Key Questions Answered

  • Management intervention paradox: Research by Jeff Pfeffer and Robert Cialdini shows managers overestimate work quality when they micromanage due to effort justification bias. Creativity research demonstrates that excessive guidance and evaluation causes employees to default to tried-and-true solutions rather than innovate. The principle "first do no harm" applies - leaders should minimize unnecessary interference and know when to step back completely.
  • Assertiveness flexibility framework: Research by Frank Flynn and Daniel Ames identifies assertiveness as the most critical leadership characteristic - specifically knowing when to push people and when to back off. The best leaders flex hierarchy by surrendering power temporarily to whoever has the most expertise for a given decision, then reclaiming authority when needed. This contextual power-shifting characterizes effective startups and high-performing teams.
  • Team size cognitive threshold: Miller's famous seven plus or minus two research on information processing capacity translates directly to team effectiveness. Research by Richard Hackman shows teams larger than ten people experience coordination overhead that exceeds productive work time. The America's Cup sailing team reduced voices from eleven to six by removing microphones from five crew members, solving their capsizing problems and ultimately winning the race.

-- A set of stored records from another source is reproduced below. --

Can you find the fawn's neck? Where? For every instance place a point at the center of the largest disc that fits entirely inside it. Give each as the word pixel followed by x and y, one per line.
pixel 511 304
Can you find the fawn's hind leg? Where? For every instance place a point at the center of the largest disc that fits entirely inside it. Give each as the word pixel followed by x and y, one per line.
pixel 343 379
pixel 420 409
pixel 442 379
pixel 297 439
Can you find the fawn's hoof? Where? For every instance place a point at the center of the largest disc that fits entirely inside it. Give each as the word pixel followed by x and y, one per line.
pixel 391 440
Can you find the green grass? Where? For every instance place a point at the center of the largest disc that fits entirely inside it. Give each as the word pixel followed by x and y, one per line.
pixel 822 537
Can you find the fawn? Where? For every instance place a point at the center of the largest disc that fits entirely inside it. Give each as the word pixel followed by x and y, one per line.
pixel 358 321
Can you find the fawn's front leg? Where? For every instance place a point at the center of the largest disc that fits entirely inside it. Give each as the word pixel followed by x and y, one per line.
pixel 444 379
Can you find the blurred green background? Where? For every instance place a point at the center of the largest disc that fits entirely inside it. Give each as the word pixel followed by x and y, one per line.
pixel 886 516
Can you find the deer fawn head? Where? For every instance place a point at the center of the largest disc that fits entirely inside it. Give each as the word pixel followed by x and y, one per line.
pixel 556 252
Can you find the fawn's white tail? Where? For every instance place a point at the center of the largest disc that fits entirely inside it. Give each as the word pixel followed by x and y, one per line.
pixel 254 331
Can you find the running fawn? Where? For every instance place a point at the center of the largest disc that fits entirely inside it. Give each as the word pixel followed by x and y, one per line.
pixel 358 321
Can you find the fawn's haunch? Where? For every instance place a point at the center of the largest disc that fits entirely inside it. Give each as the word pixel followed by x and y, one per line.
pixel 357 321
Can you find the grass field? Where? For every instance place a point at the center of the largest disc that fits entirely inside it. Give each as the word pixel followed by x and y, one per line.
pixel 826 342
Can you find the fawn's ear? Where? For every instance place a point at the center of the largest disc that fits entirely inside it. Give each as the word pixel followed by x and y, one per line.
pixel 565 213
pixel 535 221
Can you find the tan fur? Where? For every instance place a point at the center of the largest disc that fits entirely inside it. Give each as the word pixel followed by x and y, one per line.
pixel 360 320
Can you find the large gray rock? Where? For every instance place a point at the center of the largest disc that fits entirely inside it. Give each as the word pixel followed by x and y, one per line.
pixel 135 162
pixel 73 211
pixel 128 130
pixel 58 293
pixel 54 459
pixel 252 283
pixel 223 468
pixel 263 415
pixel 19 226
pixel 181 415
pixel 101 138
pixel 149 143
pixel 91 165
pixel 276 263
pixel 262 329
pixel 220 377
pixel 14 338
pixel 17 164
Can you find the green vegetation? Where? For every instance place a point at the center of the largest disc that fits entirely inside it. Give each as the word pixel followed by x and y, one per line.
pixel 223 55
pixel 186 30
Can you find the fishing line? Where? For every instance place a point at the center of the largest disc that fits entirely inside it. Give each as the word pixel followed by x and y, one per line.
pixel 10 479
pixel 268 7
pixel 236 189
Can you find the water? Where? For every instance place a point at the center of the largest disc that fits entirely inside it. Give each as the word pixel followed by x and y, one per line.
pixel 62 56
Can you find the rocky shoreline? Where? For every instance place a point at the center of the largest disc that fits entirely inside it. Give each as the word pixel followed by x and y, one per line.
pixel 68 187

  • Addition sickness diagnosis: Organizations suffer from the George Carlin rule - people view their own additions as valuable stuff while seeing others' contributions as unnecessary. This creates a tragedy of complexity where everyone has power to add products, rules, or processes, but nobody has authority to subtract. Steve Jobs demonstrated the solution by reducing Apple's product line from twenty-seven different Macs to just four products within one year.

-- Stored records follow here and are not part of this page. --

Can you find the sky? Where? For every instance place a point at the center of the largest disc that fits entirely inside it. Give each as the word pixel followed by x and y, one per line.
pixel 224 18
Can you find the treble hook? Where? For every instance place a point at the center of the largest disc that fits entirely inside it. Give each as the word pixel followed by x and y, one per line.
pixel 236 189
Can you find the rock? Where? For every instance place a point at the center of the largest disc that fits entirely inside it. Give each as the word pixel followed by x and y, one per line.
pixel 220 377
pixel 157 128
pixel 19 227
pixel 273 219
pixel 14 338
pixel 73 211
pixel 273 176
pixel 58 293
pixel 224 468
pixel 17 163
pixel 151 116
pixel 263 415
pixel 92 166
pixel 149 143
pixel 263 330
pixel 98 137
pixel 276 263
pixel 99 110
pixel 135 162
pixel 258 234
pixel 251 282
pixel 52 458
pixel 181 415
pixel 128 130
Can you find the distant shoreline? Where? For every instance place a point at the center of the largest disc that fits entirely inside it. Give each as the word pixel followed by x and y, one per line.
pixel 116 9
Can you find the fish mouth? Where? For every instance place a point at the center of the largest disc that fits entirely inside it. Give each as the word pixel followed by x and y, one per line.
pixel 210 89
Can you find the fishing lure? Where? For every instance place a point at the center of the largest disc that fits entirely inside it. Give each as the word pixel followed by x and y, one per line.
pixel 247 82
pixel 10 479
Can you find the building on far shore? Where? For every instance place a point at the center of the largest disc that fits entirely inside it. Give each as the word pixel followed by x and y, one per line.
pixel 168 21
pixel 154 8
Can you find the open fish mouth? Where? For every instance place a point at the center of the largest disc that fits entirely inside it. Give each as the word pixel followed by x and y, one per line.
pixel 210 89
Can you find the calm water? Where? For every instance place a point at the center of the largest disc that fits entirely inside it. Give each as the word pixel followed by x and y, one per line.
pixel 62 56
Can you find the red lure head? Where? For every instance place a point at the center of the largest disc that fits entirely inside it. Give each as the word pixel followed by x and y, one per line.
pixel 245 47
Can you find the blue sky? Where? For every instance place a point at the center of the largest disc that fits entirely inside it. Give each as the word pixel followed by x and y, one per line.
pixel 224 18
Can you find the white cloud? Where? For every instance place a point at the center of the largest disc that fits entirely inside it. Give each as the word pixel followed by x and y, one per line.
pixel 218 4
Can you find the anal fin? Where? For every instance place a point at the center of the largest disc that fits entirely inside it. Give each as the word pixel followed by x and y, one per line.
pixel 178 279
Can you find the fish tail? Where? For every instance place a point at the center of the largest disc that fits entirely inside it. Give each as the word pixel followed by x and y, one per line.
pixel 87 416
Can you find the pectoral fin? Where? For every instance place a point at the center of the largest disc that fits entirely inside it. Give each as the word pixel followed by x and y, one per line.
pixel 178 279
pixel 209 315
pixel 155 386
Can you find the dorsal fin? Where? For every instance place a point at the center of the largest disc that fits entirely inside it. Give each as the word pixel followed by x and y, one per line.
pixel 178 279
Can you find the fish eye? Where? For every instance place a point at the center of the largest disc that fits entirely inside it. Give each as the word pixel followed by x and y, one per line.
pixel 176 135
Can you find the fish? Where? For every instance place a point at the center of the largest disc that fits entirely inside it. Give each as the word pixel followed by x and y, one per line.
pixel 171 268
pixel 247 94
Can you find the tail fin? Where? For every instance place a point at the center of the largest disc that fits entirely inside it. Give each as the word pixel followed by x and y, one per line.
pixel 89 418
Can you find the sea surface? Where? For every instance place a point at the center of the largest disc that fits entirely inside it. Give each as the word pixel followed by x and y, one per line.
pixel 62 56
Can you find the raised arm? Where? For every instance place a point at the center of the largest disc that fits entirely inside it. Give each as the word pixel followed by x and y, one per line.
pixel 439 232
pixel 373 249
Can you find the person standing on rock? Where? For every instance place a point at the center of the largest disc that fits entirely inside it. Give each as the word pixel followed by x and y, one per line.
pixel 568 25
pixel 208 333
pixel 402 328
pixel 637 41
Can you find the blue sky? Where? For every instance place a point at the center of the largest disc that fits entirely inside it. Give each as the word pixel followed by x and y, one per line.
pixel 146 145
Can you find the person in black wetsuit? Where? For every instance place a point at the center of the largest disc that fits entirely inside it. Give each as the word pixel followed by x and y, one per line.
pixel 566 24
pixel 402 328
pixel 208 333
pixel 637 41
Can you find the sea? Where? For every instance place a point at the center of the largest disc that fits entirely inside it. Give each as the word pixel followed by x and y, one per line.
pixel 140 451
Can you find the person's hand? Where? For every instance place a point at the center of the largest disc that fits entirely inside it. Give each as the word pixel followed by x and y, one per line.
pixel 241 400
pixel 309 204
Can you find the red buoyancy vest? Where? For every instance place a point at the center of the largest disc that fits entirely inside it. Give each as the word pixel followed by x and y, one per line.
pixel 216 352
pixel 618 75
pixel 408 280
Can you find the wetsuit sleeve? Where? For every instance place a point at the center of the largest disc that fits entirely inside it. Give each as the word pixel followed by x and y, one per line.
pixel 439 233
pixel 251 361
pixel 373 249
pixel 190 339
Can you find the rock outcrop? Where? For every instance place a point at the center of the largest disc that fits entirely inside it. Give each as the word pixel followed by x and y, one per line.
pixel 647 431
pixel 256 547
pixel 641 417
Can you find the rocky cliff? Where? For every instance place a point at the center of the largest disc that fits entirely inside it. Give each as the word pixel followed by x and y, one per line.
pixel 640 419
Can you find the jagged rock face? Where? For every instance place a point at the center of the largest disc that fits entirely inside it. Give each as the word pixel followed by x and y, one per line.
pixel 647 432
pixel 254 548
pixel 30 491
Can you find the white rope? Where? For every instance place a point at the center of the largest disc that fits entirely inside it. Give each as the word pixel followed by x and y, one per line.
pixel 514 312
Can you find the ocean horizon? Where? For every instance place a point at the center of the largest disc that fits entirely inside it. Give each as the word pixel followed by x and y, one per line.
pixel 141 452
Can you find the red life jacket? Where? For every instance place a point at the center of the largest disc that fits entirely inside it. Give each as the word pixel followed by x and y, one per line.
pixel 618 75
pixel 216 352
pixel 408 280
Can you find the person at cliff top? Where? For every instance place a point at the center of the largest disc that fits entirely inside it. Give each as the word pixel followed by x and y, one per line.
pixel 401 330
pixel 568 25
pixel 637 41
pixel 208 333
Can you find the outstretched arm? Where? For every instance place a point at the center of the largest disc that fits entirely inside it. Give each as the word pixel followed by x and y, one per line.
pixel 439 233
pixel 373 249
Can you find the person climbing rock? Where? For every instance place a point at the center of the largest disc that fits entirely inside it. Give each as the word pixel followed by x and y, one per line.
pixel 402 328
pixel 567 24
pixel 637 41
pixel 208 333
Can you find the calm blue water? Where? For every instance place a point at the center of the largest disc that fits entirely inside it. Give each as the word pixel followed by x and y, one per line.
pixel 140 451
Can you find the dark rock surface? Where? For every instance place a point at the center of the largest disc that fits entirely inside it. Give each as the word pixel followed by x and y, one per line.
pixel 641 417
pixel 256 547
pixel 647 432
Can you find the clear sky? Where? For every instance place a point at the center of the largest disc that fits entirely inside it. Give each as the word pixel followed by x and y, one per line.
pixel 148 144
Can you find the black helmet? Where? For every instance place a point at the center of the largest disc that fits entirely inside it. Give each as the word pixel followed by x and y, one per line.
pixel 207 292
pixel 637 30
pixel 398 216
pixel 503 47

  • Asshole identification framework: National workplace bullying surveys reveal fifty percent of Americans report experiencing or witnessing ongoing abuse, while only half a percent admit being perpetrators - a mathematical impossibility revealing self-serving attribution bias. The solution requires having someone in your life who will tell you when you've been a jerk, like Clementine Churchill did for Winston or Bill Campbell did for Steve Jobs in his final decade.
  • Success versus learning orientation: Focusing on whether you're a success or failure creates either arrogance or depression, neither conducive to growth. Carl Weick's research shows asking "what am I learning" produces better outcomes than evaluating win-loss status. Most situations contain both success and failure elements simultaneously. Silicon Valley's celebration of failure misses the point - failure hurts, but extracting learning matters more than the emotional label applied.

Notable Moment

Jimmy Maloney sold his house for one million dollars, bought a sailboat, pulled his three children from school, and cruised the Pacific Ocean for two and a half years while doing minimal work. His children became world-class sailors - two made the New Zealand Olympic team, with one winning a silver medal and another winning the America's Cup, demonstrating how deprioritizing work can produce extraordinary life outcomes.